- Also known as: Jeevan Saathi — Humsafar Zindagi Ke
- Genre: Drama
- Written by: R. M. Joshi, Jayesh Patil, Shashi Mittal, Sumit Mittal, Zama Habib, Nikhilesh Sharma
- Directed by: Bhagwan Yadav Dharmesh Shah
- Starring: See below
- Opening theme: "Jeevan Saathi" by
- Country of origin: India
- Original language: Hindi
- No. of seasons: 01
- No. of episodes: 310

Production
- Producers: Paresh Rawal Hemal Thakkar
- Camera setup: Multi-camera
- Running time: Approx. 24 minutes
- Production company: Playtime Creationn

Original release
- Network: Colors TV
- Release: 21 July 2008 – 4 September 2009

= Jeevan Saathi – Humsafar Zindagi Ke =

Indian television series

Jeevan Saathi also known as Jeevan Saathi — Humsafar Zindagi Ke, is an Indian television series. that aired on Colors TV from 21 July 2008 to 4 September 2009. It is based on the love story of Neil and Viraj. Series produced by Bollywood film comedy-actor Paresh Rawal.

==Plot==
Jeevan Saathi follows the story of Viraj Rathod's life and how she beats the obstacles thrown out by her father, the egoistic Vikramaditya Rathod. Viraj Rathod purely loved a foreigner named Neil Fernandes, until her father Vikramaditya Rathod and his brother Vanraj, planned to get Viraj married as quickly as they could. Finally, at the last minute, Viraj revealed the truth. Vikramaditya Rathod then decided to get her married to a mute person, named Ishwar. At first, Viraj starts to hate Ishwar, but slowly they start to like each other. Upon this, Viraj decides to take revenge from her father due to his insults and behavior. Viraj decides to stop Vikramaditya's vote in the congress. When she makes her father Vikram Rathod lose the elections, her father cannot tolerate it and then tells everyone in the public that her daughter is mental. He even sends her to the Mental Hospital. Ishwar her husband keeps on coming to the mental hospital to save her. At the end Viraj is mental. Ishwar somehow takes her out of the mental hospital and takes her to her mother. Her mother tells Ishwar that her husband and brother-in-law are planning to kill them both.

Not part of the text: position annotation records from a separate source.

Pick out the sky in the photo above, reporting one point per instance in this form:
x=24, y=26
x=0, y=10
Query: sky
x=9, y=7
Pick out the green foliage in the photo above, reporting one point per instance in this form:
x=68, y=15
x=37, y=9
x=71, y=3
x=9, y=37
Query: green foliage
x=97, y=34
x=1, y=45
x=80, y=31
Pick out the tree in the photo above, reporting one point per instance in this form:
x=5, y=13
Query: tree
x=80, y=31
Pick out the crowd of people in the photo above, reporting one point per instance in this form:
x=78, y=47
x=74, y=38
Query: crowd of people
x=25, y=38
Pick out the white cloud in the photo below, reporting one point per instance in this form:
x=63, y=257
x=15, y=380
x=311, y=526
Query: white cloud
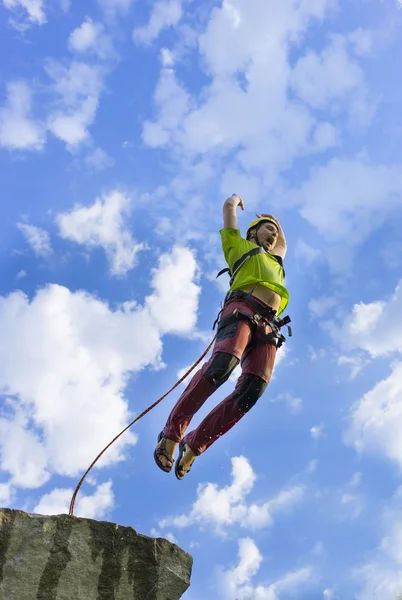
x=176, y=292
x=37, y=238
x=18, y=131
x=322, y=80
x=34, y=9
x=364, y=327
x=244, y=50
x=165, y=13
x=94, y=506
x=102, y=225
x=91, y=38
x=362, y=41
x=318, y=307
x=65, y=359
x=237, y=581
x=250, y=560
x=295, y=404
x=352, y=188
x=317, y=431
x=173, y=103
x=167, y=57
x=65, y=5
x=98, y=159
x=114, y=7
x=352, y=505
x=77, y=89
x=227, y=506
x=376, y=419
x=6, y=493
x=355, y=363
x=307, y=253
x=381, y=576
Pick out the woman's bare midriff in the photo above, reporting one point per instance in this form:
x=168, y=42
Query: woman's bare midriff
x=265, y=295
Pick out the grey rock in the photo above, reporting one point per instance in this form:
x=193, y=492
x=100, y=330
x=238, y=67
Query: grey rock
x=69, y=558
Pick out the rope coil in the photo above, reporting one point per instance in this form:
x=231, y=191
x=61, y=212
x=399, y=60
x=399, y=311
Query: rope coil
x=147, y=410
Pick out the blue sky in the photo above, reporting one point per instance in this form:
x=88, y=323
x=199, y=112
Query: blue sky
x=123, y=128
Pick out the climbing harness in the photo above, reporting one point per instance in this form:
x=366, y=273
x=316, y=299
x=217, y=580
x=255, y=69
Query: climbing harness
x=268, y=314
x=147, y=410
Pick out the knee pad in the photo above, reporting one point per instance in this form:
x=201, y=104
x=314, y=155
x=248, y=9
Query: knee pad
x=249, y=391
x=221, y=368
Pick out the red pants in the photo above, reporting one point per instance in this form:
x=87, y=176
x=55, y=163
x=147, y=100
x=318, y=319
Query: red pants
x=256, y=361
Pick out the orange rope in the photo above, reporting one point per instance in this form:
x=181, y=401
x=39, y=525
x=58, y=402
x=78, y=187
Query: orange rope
x=73, y=499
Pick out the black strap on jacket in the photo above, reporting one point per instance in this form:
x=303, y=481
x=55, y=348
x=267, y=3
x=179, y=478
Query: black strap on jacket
x=243, y=259
x=240, y=262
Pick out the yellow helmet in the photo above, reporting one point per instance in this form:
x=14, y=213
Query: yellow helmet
x=280, y=244
x=261, y=219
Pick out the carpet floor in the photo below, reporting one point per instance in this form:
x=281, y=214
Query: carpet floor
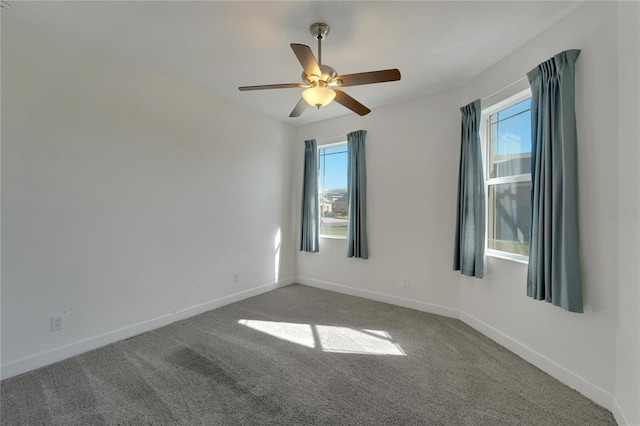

Viraj's mum gives Ishwar money to look after her daughter. When Ishwar and mental Viraj sit in the taxi the man tricks them and takes their money. Ishwar goes to another village and starts working in a takeaway. She lives with an old woman and her son. There a cunning man tries to rape Viraj, but then Ishwar saves her. Viraj's mum is keeping on going out of home. When one day Kamakshi's husband sees her and follows her. He missed her once but then does not the second time. He sees her visiting Neil, who proves dead. Then he does not do anything. Ishwar is trying to help Viraj regain her memory from help of Baba Sahib. Then later on, Viraj's memory comes back but she only remembers her best part of her life which ends when Neil and she were getting married. She does not even remember Ishwar who helped through her life. Later on she assembles through her life and then accepts Ishwar as her husband. Ishwar has got a very high paid job has making sculptures and is earning much money. Ishwar is being targeted by someone who wants to kill him. Will he be safe and secure? What will happen to Viraj and Neil?

==Cast==

- Vaani Sharma as Viraj Rathore
- Gaurav Khanna as Neil Fernandes
- Nihar Thakkar as Saumya Rathore
- Shailesh Gulabani as Ishaan Solanki
- Vikram Gokhale as Vikramaditya Rathore
- Aamir Dalvi as Ishwar
- Suzanne Bernert as Lydia
- Jimit Trivedi

==Production==
In November 2008, the shootings and telecast of all the Hindi television series including this series and films were stalled on 8 November 2008 due to dispute by the technician workers of FWICE (Federation of Western India Cine Employees) for increasing the wages, better work conditions and more breaks between shootings. FWICE first took a strike on 1 October 2008 when they addressed their problems with the producers and production was stalled. A contract was signed after four days discussions and shooting was happening only for two hours content in a day, after which differences increased between them while channels gave them time until 30 October 2008 to sort it out. Failing to do so lead to protests again from 10 November 2008 to 19 November 2008 during which channels blacked out new broadcasts and repeat telecasts were shown from 10 November 2008. On 19 November 2008, the strike was called off after settling the disputes and the production resumed. The new episodes started to telecast from 1 December 2008.